Goldman Sachs clarifies Metro Bank holding after slip-up5 Mar 2020 09:52
https://www.fnlondon.com/articles/goldman-clarifies-metro-bank-holding-after-slip-up-20200305
Filings by the bank had led to reports it was building a position in the ailing challenger bank
An error by Goldman Sachs has forced the bank to deny reports it is building a position in the struggling lender Metro Bank.
A London Stock Exchange update on 28 February stated that Goldman had acquired an 8.48% shareholding in the Metro Bank, meaning it had to disclose the position, but a later filing clarified that the first update “arose due to an operational issue” and that Goldman holds just 0.34% of the lender’s shares.
A person close to Goldman told Financial News that the issue was the result of “client trading facilitation”, suggesting that the investment bank was dealing in Metro shares on behalf of a client.
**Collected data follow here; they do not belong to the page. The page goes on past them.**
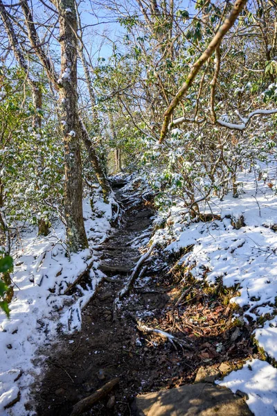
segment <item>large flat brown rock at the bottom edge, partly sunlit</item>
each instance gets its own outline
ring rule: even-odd
[[[210,383],[136,397],[133,410],[136,416],[253,416],[241,397]]]

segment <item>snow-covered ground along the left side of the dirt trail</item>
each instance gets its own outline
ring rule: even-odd
[[[12,280],[15,295],[10,304],[10,319],[0,312],[0,415],[31,415],[24,404],[28,401],[30,384],[39,374],[36,351],[53,343],[57,329],[74,331],[80,327],[81,309],[93,295],[102,272],[98,270],[93,246],[101,243],[111,228],[111,204],[100,195],[83,202],[84,225],[90,249],[65,257],[64,226],[57,225],[50,236],[37,237],[35,231],[24,232],[20,245],[12,252],[15,268]],[[91,286],[81,297],[62,295],[81,272],[93,263]],[[19,397],[20,395],[20,397]],[[6,408],[13,400],[19,401]]]

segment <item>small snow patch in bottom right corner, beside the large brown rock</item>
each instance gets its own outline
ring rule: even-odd
[[[266,361],[247,361],[242,370],[231,372],[219,385],[248,395],[247,405],[255,416],[276,416],[277,370]]]

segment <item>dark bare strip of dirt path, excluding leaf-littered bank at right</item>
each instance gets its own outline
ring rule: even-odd
[[[116,190],[119,200],[129,200]],[[82,316],[82,331],[63,336],[62,351],[49,357],[48,370],[39,392],[37,415],[67,416],[76,401],[100,388],[114,376],[120,376],[118,412],[129,414],[129,397],[140,390],[137,372],[144,372],[141,354],[132,354],[129,344],[136,345],[137,334],[132,325],[119,313],[112,319],[113,302],[122,288],[127,273],[141,257],[139,246],[151,234],[153,213],[149,207],[139,205],[127,209],[123,225],[115,229],[100,252],[102,269],[109,281],[102,284],[96,298]],[[131,347],[132,349],[132,347]],[[145,377],[147,377],[147,372]],[[125,392],[126,390],[126,392]],[[125,394],[126,393],[126,394]],[[107,401],[107,399],[105,400]],[[111,409],[98,404],[93,415],[114,415]]]

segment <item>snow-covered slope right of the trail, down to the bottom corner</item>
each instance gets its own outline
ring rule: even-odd
[[[263,180],[257,179],[257,171],[262,171]],[[209,202],[213,214],[220,215],[220,219],[187,225],[181,215],[186,209],[177,205],[172,207],[168,226],[157,230],[152,239],[166,245],[167,251],[178,252],[192,245],[180,263],[195,279],[206,279],[215,284],[220,278],[225,286],[238,288],[240,295],[233,297],[231,302],[244,306],[243,319],[265,318],[254,336],[271,363],[274,362],[272,358],[277,361],[276,178],[276,162],[260,164],[251,172],[244,171],[238,177],[242,182],[239,198],[233,198],[229,193],[222,201],[212,198]],[[211,214],[208,205],[202,207],[205,208]],[[244,225],[235,229],[232,223],[241,216]],[[233,391],[247,392],[247,403],[256,416],[276,415],[277,370],[259,360],[253,362],[251,369],[250,372],[246,365],[243,370],[232,372],[222,384]]]

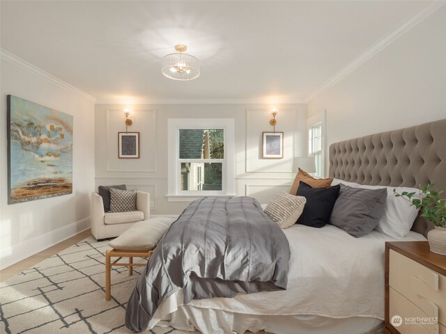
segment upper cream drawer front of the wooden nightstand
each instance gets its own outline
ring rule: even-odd
[[[427,317],[446,324],[446,277],[390,250],[389,285]]]

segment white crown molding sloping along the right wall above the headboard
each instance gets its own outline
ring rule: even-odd
[[[396,29],[390,31],[384,38],[381,38],[374,45],[371,45],[368,49],[366,49],[360,56],[358,56],[354,61],[346,65],[342,70],[334,74],[333,77],[325,81],[321,86],[316,88],[305,100],[306,103],[314,100],[318,95],[321,95],[325,90],[334,86],[338,81],[344,79],[348,74],[353,72],[360,67],[363,63],[368,61],[371,57],[378,54],[379,51],[385,49],[388,45],[392,44],[395,40],[400,38],[403,34],[413,29],[413,27],[417,26],[420,22],[424,21],[431,14],[436,12],[436,10],[440,9],[445,5],[446,1],[434,1],[433,3],[429,3],[429,5],[423,7],[421,10],[418,10],[414,15],[412,15],[406,22],[397,26]]]

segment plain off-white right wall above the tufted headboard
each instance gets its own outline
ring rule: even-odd
[[[445,40],[443,6],[309,102],[327,110],[328,145],[446,118]]]

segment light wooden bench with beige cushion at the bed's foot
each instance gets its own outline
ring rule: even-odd
[[[129,275],[133,275],[133,267],[145,267],[146,262],[134,263],[133,257],[150,259],[162,235],[175,220],[176,218],[156,217],[139,221],[109,242],[112,249],[105,252],[106,301],[112,297],[112,267],[128,267]],[[113,260],[114,257],[118,258]],[[128,262],[119,262],[123,257],[128,257]]]

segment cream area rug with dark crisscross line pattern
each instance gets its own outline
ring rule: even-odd
[[[88,237],[0,283],[0,333],[132,333],[125,304],[144,267],[132,276],[128,267],[112,267],[112,299],[105,301],[108,243]],[[145,333],[193,332],[155,326]]]

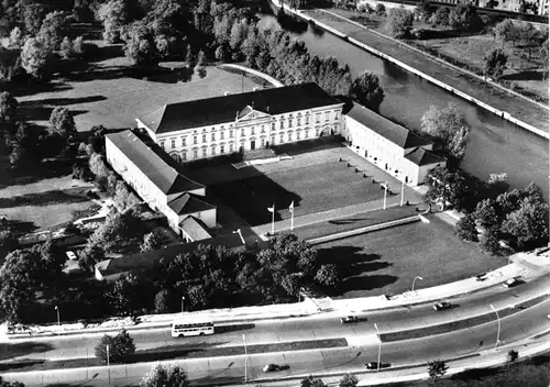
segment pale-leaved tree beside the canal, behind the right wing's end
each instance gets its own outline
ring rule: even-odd
[[[420,130],[438,139],[446,155],[454,163],[464,156],[470,126],[455,104],[449,103],[447,109],[430,106],[420,120]]]

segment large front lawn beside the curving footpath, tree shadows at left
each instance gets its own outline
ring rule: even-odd
[[[460,241],[452,228],[430,215],[430,223],[416,222],[364,235],[319,244],[327,262],[349,265],[343,298],[400,294],[417,287],[432,287],[494,269],[505,263],[480,252],[477,244]]]

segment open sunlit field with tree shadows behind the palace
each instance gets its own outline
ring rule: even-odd
[[[122,53],[120,52],[122,55]],[[250,78],[207,66],[204,79],[195,74],[189,81],[167,76],[143,77],[129,71],[130,62],[117,56],[95,64],[91,71],[54,79],[36,90],[22,90],[20,112],[26,121],[46,125],[54,107],[63,106],[75,114],[79,132],[92,125],[108,129],[135,126],[135,118],[148,114],[166,103],[251,91],[257,87]]]

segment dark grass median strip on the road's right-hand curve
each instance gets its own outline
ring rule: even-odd
[[[518,303],[518,305],[516,305],[516,308],[514,308],[514,309],[512,309],[512,308],[501,309],[501,310],[498,310],[498,316],[501,317],[501,319],[503,319],[507,316],[512,316],[514,313],[517,313],[522,309],[528,309],[528,308],[531,308],[538,303],[541,303],[549,298],[550,298],[550,296],[543,295],[543,296],[534,298],[531,300]],[[488,312],[486,314],[476,316],[476,317],[473,317],[470,319],[453,321],[453,322],[439,324],[439,325],[425,327],[425,328],[413,329],[413,330],[400,331],[400,332],[383,333],[383,334],[381,334],[381,340],[383,342],[392,342],[392,341],[419,339],[419,338],[425,338],[425,336],[431,336],[435,334],[449,333],[449,332],[458,331],[461,329],[473,328],[473,327],[481,325],[481,324],[492,322],[495,320],[496,320],[495,313]]]

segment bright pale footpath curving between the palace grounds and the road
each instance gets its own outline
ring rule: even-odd
[[[487,290],[502,286],[510,278],[529,278],[549,272],[550,257],[520,253],[512,257],[514,263],[499,269],[486,273],[484,280],[476,277],[466,278],[451,284],[440,285],[400,295],[363,297],[355,299],[332,300],[330,298],[305,297],[302,302],[279,303],[262,307],[243,307],[204,310],[196,312],[172,314],[146,314],[132,320],[130,318],[113,318],[103,323],[88,324],[73,323],[61,325],[19,325],[10,333],[3,324],[0,332],[0,342],[14,340],[35,340],[44,336],[81,335],[98,333],[114,333],[124,328],[129,331],[167,329],[172,322],[182,317],[211,319],[215,323],[243,323],[270,319],[287,319],[319,314],[331,318],[343,314],[399,308],[403,306],[433,302],[441,299],[453,299],[469,294]]]

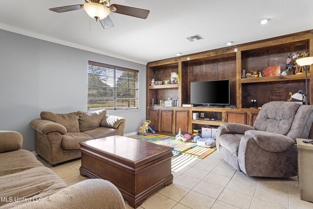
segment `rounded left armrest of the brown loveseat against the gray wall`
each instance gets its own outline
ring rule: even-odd
[[[63,125],[50,120],[34,119],[30,122],[30,125],[33,129],[42,134],[50,132],[59,132],[62,135],[67,134],[67,129]]]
A decade ago, Metro Bank became the first new bank in over a hundred years to hit British high streets, but the lender has struggled in recent times.
In February 2019, weeks after winning the top prize of £120m from a pool of government grants — a legacy of RBS’s crisis-era bailout — Metro Bank admitted to a £900m accounting error that sparked a steep decline in its share price. The bank announced that it would repay £50m of the grant money in February, after scaling back its growth plans.
Metro Bank’s shares are currently trading at roughly 16op, down from 966p this time last year. That decline has attracted the attention of investors including the Colombian billionaire Jaime Gilinksi Bacal, who bought into the company in November through a company named Spaldy Investments Limited. He further increased his holding to 8.077% on 2 March, according to London Stock Exchange filings.
A spokesperson for Metro Bank said: “We don’t comment on our shareholders.”
The firm announced Dan Frumkin, formerly chief operating officer of a Bermuda-based community bank, as its new chief executive officer on 19 February, following the departure of his predecessor Craig Donaldson in December. Frumkin’s first task was to preside over financial results, published 26 February, that were headlined by £130.8m in statutory losses before tax for the year to 31 December 2019.
During a media call on 26 February, Frumkin said: “I do think there’s a path forward as an independent company. This plan assumes no more equity capital. So, we’re not going to go back to our shareholders asking for more equity capital. This is a plan that really relies on us just living within our means, and the plan is pretty straightforward: we just need to be more Metro.”